Sophie nickte und versuchte aufzustehen. Ihr Körper war schwer wie Blei. In ihren Ohren rauschte es.

»Mein Gott, Mädchen, du bist ja ganz blass. Komm, ich helfe dir.«

Mit Hanjo Hilfe kam sie auf die Beine. Sie gingen langsam in die hinteren Privaträume. Das Rauschen wurde schlimmer. In Hanjos Schlafzimmer flackerte Kerzenlicht. Hanjo half ihr, sich auf einen Sessel zu setzen. Auf einem kleinen Tisch stand ein altes Telefon. Dahinter standen die Kerzen und schöne Bilderrahmen mit Fotografien.

»Ich bin gleich wieder da. Kommst du zurecht?«

Sophie nickte. Alles waberte vor ihren Augen. Sie musste doch nur den Arm ausstrecken und den Hörer greifen. Die Bilder. Da war ein Foto von einer älteren Frau. Das musste Freya sein. Und da war ein Portrait von Fee. Sie streckte mit letzter Kraft den Arm aus und nahm den Hörer ab. Ihr Blick fiel auf das Bild im nächsten Rahmen. Sarah! Sophie begann zu zittern. Und das war Clara. Die entsetzliche Gewissheit trieb sie an. Wie war Tinas Nummer noch? Sophie konnte sich nicht erinnern. Sie würde einfach 110 wählen.
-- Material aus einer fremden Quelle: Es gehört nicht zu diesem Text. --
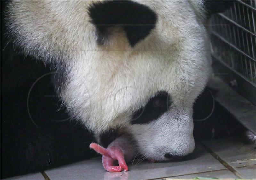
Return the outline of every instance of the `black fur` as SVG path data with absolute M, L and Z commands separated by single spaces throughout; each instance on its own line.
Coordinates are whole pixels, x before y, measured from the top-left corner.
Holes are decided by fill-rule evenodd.
M 107 29 L 122 27 L 130 45 L 134 46 L 145 38 L 155 27 L 156 13 L 148 7 L 131 1 L 107 1 L 94 3 L 88 9 L 91 22 L 96 27 L 97 42 L 104 43 Z
M 1 178 L 94 156 L 96 153 L 89 148 L 92 135 L 71 121 L 64 108 L 60 108 L 61 102 L 52 97 L 55 92 L 50 74 L 31 89 L 28 105 L 33 121 L 30 119 L 28 92 L 36 81 L 51 71 L 31 56 L 17 53 L 11 41 L 7 44 L 3 13 L 6 3 L 1 2 Z M 65 73 L 61 72 L 67 71 L 60 69 L 64 66 L 57 66 L 60 83 L 56 83 L 57 86 L 66 80 Z
M 107 148 L 118 136 L 117 131 L 116 130 L 105 132 L 100 136 L 100 144 L 103 147 Z
M 235 1 L 205 1 L 204 6 L 208 17 L 224 11 L 231 6 Z
M 146 124 L 157 119 L 168 110 L 171 104 L 171 98 L 168 93 L 160 92 L 150 98 L 145 107 L 134 113 L 131 123 L 132 124 Z

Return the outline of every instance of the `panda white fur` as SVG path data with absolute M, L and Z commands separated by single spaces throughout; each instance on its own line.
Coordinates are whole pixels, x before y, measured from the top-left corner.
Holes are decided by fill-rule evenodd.
M 136 152 L 165 161 L 194 148 L 192 106 L 212 72 L 205 8 L 203 1 L 14 1 L 6 21 L 16 45 L 55 69 L 70 114 L 100 141 L 118 129 Z

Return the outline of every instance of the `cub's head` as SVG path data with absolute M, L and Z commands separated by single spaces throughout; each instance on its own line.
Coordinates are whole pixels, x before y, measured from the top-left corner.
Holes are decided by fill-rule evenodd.
M 71 115 L 96 133 L 124 127 L 165 160 L 194 148 L 192 106 L 211 72 L 200 1 L 13 1 L 24 52 L 52 65 Z

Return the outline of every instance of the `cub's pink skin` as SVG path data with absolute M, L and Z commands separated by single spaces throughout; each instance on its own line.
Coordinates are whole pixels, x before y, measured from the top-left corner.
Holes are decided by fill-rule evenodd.
M 102 155 L 102 164 L 106 171 L 120 172 L 122 170 L 128 171 L 125 161 L 131 161 L 135 156 L 136 151 L 132 145 L 127 138 L 120 137 L 114 140 L 106 149 L 94 143 L 90 144 L 90 147 Z M 119 165 L 113 166 L 116 160 Z

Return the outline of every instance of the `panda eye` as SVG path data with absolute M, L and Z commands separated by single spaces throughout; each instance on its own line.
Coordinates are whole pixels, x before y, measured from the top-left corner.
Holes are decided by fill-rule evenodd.
M 168 111 L 171 103 L 171 97 L 168 92 L 158 92 L 149 99 L 145 106 L 133 113 L 131 124 L 147 124 L 157 119 Z
M 164 101 L 160 98 L 156 98 L 153 100 L 153 106 L 157 108 L 162 106 L 164 104 Z

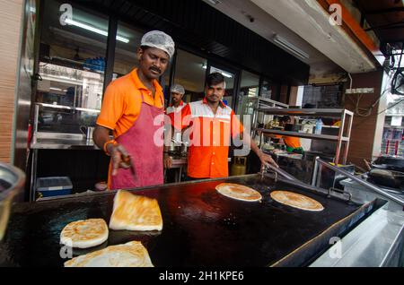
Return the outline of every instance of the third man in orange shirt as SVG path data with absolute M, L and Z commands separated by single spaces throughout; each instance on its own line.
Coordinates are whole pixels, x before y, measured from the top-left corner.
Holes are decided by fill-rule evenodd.
M 177 130 L 190 127 L 191 145 L 188 156 L 189 179 L 220 178 L 229 176 L 228 153 L 230 138 L 241 134 L 243 142 L 259 156 L 262 164 L 277 166 L 251 140 L 233 109 L 222 101 L 225 92 L 224 77 L 218 73 L 208 75 L 202 101 L 188 104 L 180 114 L 171 114 Z M 166 156 L 170 168 L 170 158 Z

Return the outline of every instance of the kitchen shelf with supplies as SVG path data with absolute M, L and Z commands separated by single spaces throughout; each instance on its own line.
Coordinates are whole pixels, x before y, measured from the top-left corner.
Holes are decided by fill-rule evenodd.
M 252 117 L 252 125 L 256 126 L 257 121 L 268 121 L 268 119 L 271 119 L 264 113 L 258 113 L 256 109 L 260 108 L 288 108 L 289 106 L 281 102 L 275 101 L 270 99 L 262 98 L 262 97 L 243 97 L 242 105 L 239 107 L 240 115 L 242 122 L 244 124 L 244 116 Z
M 270 129 L 267 127 L 258 127 L 258 121 L 253 122 L 252 132 L 259 135 L 259 144 L 263 147 L 263 136 L 264 134 L 276 134 L 285 135 L 291 137 L 299 137 L 315 141 L 329 141 L 336 143 L 335 150 L 335 163 L 347 164 L 347 158 L 349 150 L 349 142 L 351 136 L 352 124 L 354 119 L 354 113 L 343 109 L 320 109 L 320 108 L 257 108 L 256 113 L 265 113 L 271 116 L 289 116 L 308 119 L 321 119 L 321 118 L 332 118 L 338 119 L 339 123 L 338 127 L 324 127 L 321 134 L 310 134 L 307 132 L 290 132 L 283 131 L 279 129 Z M 327 130 L 327 131 L 325 131 Z M 338 134 L 327 134 L 328 131 L 333 131 L 331 133 Z M 254 137 L 254 136 L 253 136 Z

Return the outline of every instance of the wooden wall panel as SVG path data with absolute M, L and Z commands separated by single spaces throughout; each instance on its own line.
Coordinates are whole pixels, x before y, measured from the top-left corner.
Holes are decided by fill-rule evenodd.
M 374 88 L 373 94 L 364 94 L 360 100 L 359 107 L 367 108 L 377 100 L 382 93 L 382 82 L 383 72 L 378 71 L 373 73 L 353 74 L 353 88 Z M 349 83 L 349 82 L 348 82 Z M 347 98 L 356 101 L 357 94 L 346 95 L 345 108 L 354 111 L 355 105 Z M 373 144 L 376 135 L 376 128 L 378 126 L 378 111 L 379 104 L 377 104 L 369 117 L 355 116 L 352 127 L 351 142 L 349 146 L 348 162 L 355 163 L 364 167 L 364 159 L 372 160 Z M 379 134 L 380 132 L 378 132 Z
M 0 161 L 11 163 L 23 0 L 0 0 Z

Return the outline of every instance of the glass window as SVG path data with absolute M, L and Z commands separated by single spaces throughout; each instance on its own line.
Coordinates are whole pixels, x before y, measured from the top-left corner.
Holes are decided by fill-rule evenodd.
M 39 131 L 80 134 L 102 101 L 108 19 L 65 2 L 44 2 L 36 103 Z
M 253 101 L 249 98 L 258 97 L 259 91 L 259 76 L 251 73 L 242 71 L 238 98 L 237 114 L 244 115 L 250 113 Z
M 204 98 L 206 66 L 206 59 L 178 50 L 174 83 L 184 86 L 185 101 L 193 102 Z
M 261 86 L 261 97 L 266 98 L 266 99 L 271 99 L 272 98 L 272 93 L 275 91 L 275 86 L 273 84 L 271 84 L 269 82 L 264 80 L 262 82 L 262 86 Z
M 122 22 L 119 22 L 117 46 L 115 48 L 114 79 L 129 73 L 138 66 L 136 51 L 144 31 L 129 28 Z

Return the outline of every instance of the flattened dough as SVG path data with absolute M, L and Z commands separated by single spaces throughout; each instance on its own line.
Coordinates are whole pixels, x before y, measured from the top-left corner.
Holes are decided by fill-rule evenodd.
M 149 253 L 138 241 L 111 246 L 65 263 L 65 267 L 154 267 Z
M 223 183 L 216 186 L 216 190 L 221 194 L 235 200 L 244 202 L 258 202 L 262 200 L 262 195 L 259 192 L 242 185 Z
M 162 230 L 162 218 L 157 200 L 119 191 L 110 229 L 115 230 Z
M 274 191 L 271 198 L 277 203 L 303 211 L 321 212 L 324 207 L 317 201 L 289 191 Z
M 107 223 L 102 219 L 77 220 L 63 229 L 60 243 L 75 248 L 89 248 L 103 244 L 108 234 Z

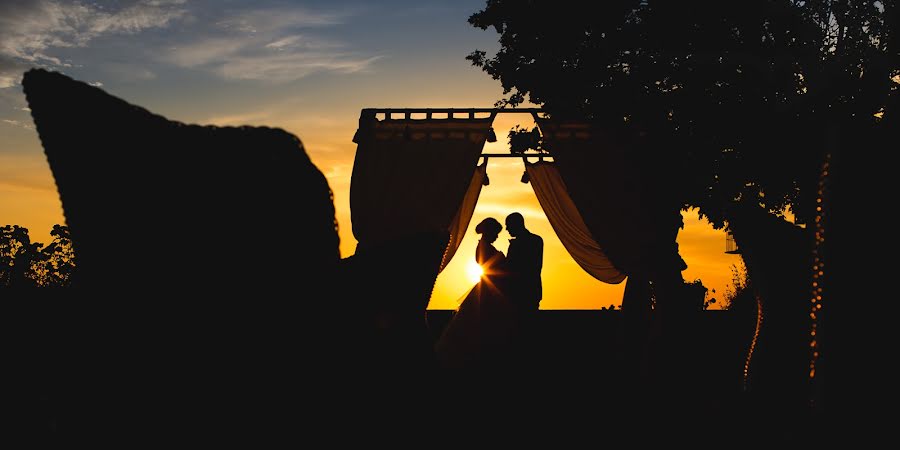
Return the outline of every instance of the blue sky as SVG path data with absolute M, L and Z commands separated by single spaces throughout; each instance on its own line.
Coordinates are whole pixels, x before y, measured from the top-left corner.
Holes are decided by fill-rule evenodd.
M 348 256 L 355 247 L 349 211 L 356 150 L 351 138 L 360 109 L 489 107 L 502 97 L 499 82 L 465 60 L 475 49 L 492 53 L 498 48 L 493 30 L 466 22 L 484 4 L 0 0 L 0 225 L 26 226 L 34 239 L 46 242 L 52 225 L 64 222 L 19 84 L 25 70 L 44 67 L 172 120 L 265 125 L 297 135 L 334 190 L 341 252 Z M 486 150 L 506 151 L 502 136 L 522 117 L 498 117 L 494 127 L 500 142 Z M 533 125 L 526 120 L 523 125 Z M 482 192 L 473 224 L 512 210 L 525 214 L 547 241 L 545 279 L 565 280 L 545 287 L 545 305 L 620 302 L 624 285 L 597 283 L 555 240 L 530 187 L 518 182 L 521 162 L 492 161 L 489 173 L 492 183 Z M 696 222 L 685 219 L 689 228 Z M 721 253 L 723 235 L 698 227 L 682 232 L 682 238 L 685 258 L 699 269 L 685 277 L 702 275 L 721 292 L 729 265 L 737 261 Z M 467 235 L 439 278 L 438 307 L 455 306 L 467 289 L 459 280 L 465 279 L 476 239 Z M 712 256 L 692 259 L 692 248 Z

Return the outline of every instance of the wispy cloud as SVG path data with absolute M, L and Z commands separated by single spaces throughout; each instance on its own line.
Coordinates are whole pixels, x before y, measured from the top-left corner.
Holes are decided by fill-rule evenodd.
M 310 32 L 339 25 L 346 16 L 296 7 L 236 13 L 199 40 L 170 49 L 163 59 L 230 80 L 286 82 L 316 72 L 365 71 L 381 55 L 360 54 Z
M 19 127 L 19 128 L 24 128 L 24 129 L 26 129 L 26 130 L 33 130 L 33 129 L 34 129 L 34 125 L 32 125 L 32 124 L 30 124 L 30 123 L 27 123 L 27 122 L 23 122 L 23 121 L 21 121 L 21 120 L 0 119 L 0 122 L 3 122 L 3 123 L 5 123 L 5 124 L 7 124 L 7 125 L 10 125 L 10 126 Z
M 187 14 L 186 0 L 139 0 L 110 10 L 94 3 L 36 0 L 0 3 L 0 88 L 31 66 L 71 67 L 54 49 L 84 47 L 102 35 L 161 28 Z

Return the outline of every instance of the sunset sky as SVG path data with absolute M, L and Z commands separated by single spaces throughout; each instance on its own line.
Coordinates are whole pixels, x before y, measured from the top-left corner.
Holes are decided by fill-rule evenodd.
M 0 225 L 18 224 L 48 242 L 64 218 L 53 178 L 19 84 L 30 67 L 61 71 L 172 120 L 283 128 L 304 143 L 335 194 L 341 254 L 354 252 L 350 226 L 351 142 L 359 112 L 370 107 L 490 107 L 502 97 L 492 80 L 464 58 L 498 48 L 493 30 L 466 19 L 483 0 L 236 1 L 141 0 L 0 1 Z M 501 115 L 506 132 L 533 126 L 527 115 Z M 122 151 L 128 151 L 123 148 Z M 471 287 L 481 219 L 522 212 L 543 236 L 543 309 L 596 309 L 621 303 L 625 283 L 607 285 L 568 256 L 522 184 L 521 161 L 492 160 L 470 232 L 442 273 L 431 308 L 455 308 Z M 161 180 L 163 182 L 163 180 Z M 290 207 L 290 205 L 285 205 Z M 679 236 L 689 268 L 721 299 L 731 265 L 725 237 L 684 213 Z M 203 239 L 203 236 L 196 236 Z M 286 239 L 287 236 L 271 236 Z M 504 231 L 497 247 L 506 251 Z M 402 282 L 398 268 L 397 282 Z

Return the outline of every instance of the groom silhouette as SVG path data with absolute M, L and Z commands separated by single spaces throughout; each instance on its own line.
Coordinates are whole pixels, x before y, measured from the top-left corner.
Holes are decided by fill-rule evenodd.
M 506 231 L 513 237 L 506 252 L 510 300 L 523 312 L 536 312 L 543 297 L 544 240 L 525 228 L 525 218 L 517 212 L 506 216 Z

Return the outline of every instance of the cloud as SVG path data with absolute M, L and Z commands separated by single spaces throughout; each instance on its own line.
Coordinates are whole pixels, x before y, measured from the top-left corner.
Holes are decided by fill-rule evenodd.
M 93 3 L 37 0 L 0 4 L 0 88 L 16 86 L 31 66 L 72 63 L 53 50 L 84 47 L 103 35 L 162 28 L 187 14 L 185 0 L 139 0 L 114 11 Z
M 34 125 L 32 125 L 32 124 L 30 124 L 30 123 L 27 123 L 27 122 L 23 122 L 23 121 L 21 121 L 21 120 L 0 119 L 0 122 L 3 122 L 3 123 L 5 123 L 5 124 L 7 124 L 7 125 L 11 125 L 11 126 L 14 126 L 14 127 L 24 128 L 24 129 L 26 129 L 26 130 L 33 130 L 33 129 L 34 129 Z
M 237 13 L 215 22 L 200 39 L 170 49 L 163 60 L 228 80 L 287 82 L 316 72 L 368 70 L 381 55 L 359 54 L 309 32 L 339 25 L 346 16 L 300 8 Z

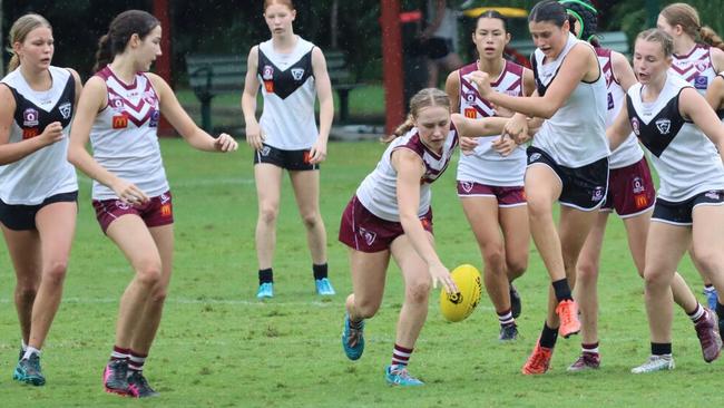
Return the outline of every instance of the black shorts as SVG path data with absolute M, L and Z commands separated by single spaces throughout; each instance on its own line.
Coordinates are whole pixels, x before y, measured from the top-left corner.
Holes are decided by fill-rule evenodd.
M 550 155 L 537 147 L 528 147 L 528 166 L 545 164 L 562 184 L 558 202 L 581 211 L 598 208 L 608 192 L 608 157 L 583 167 L 561 166 Z
M 652 221 L 674 225 L 692 225 L 694 223 L 692 213 L 697 205 L 724 205 L 724 191 L 712 190 L 681 202 L 656 198 Z
M 268 163 L 287 171 L 319 169 L 319 164 L 310 164 L 310 149 L 282 150 L 281 148 L 264 145 L 260 150 L 254 150 L 254 164 Z
M 6 204 L 0 200 L 0 222 L 13 231 L 36 230 L 36 214 L 40 208 L 52 203 L 77 203 L 78 192 L 51 195 L 36 205 Z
Es kostete sie unendlich viel Kraft, den Hörer abzunehmen. Das musst du jetzt hinkriegen, feuerte sie sich an. Und dann kannst du endlich ein bisschen schlafen. Der altmodische Hörer war so schwer, dass sie ihn nur mit Mühe an ihr Ohr legen konnte. Ihr Zeigefinger stecke bereits in der Wählscheibe. Verzweifelt wartete sie auf ein Freizeichen. Das Telefon war tot.